Zimmer explains that the work of canvassers isn’t to debate the people they encounter. Rather it’s about deep listening and establishing connections.
“We’ve found that that’s a really effective way to reach folks who wouldn’t be reachable any other way, because honestly, even if they disagree with us, we care about them,” Zimmer says. “We want people to have rights. We want them to have healthcare, even if they disagree with us on some issues.”
So far, members and staff of the organization have knocked on more than 100,000 doors this year, Zimmer says.
At the apartments, Patterson continues to knock on residents’ doors. Some people don’t answer, others say they’re too busy to talk. But at the fifth apartment, a Black man wearing a biker shirt answers the door.
Patterson goes through his script, asking Leroy Smith who he’s planning to vote on for governor.
“I’m not voting for no Robinson,” Smith replies quickly.
Wearing a silver chain and a black veterans cap, Smith starts up a conversation with Patterson who asks him more questions about his voting location, whether he’s registered and is aware of the election dates.
Smith explains how he used to be a registered Democrat, but for the last several years, he’s been an independent. Even so, he says he tends to lean Democratic in his politics and this year, he sees Robinson and other right-wing candidates as dangerous. That’s why he’s telling his inner circle to vote.
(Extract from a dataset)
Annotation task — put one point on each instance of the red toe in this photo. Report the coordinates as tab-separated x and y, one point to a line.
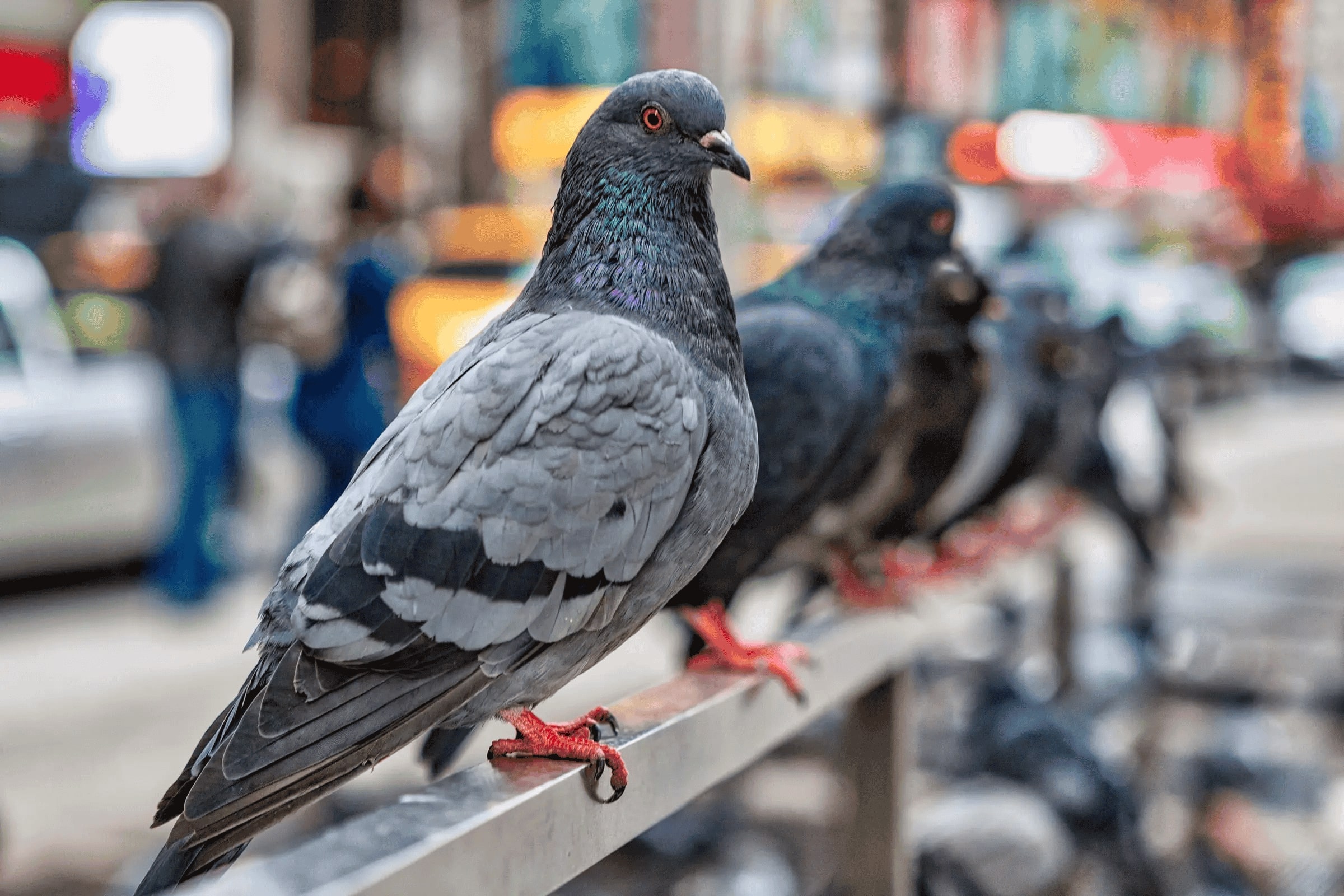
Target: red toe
724	649
569	740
“I tell my kids, grandkids, that people died for this,” Smith says as he fills out one of Down Home’s cards. “So get up off your butt and go vote.”
After leaving Smith’s doorstop, Patterson reflects on his work over the last several months. He reflects on how he’s spoken at length with people — like older white men — he would typically not strike up a conversation with.
“I’m talking to different people, getting different views,” he says. “It’s so cool.”
And at the end of the day, that’s the simple goal of Down Home, Zimmer says, wherever they are.
“Our project is about building a bigger ‘we’ that can include everyone for the benefit of all.”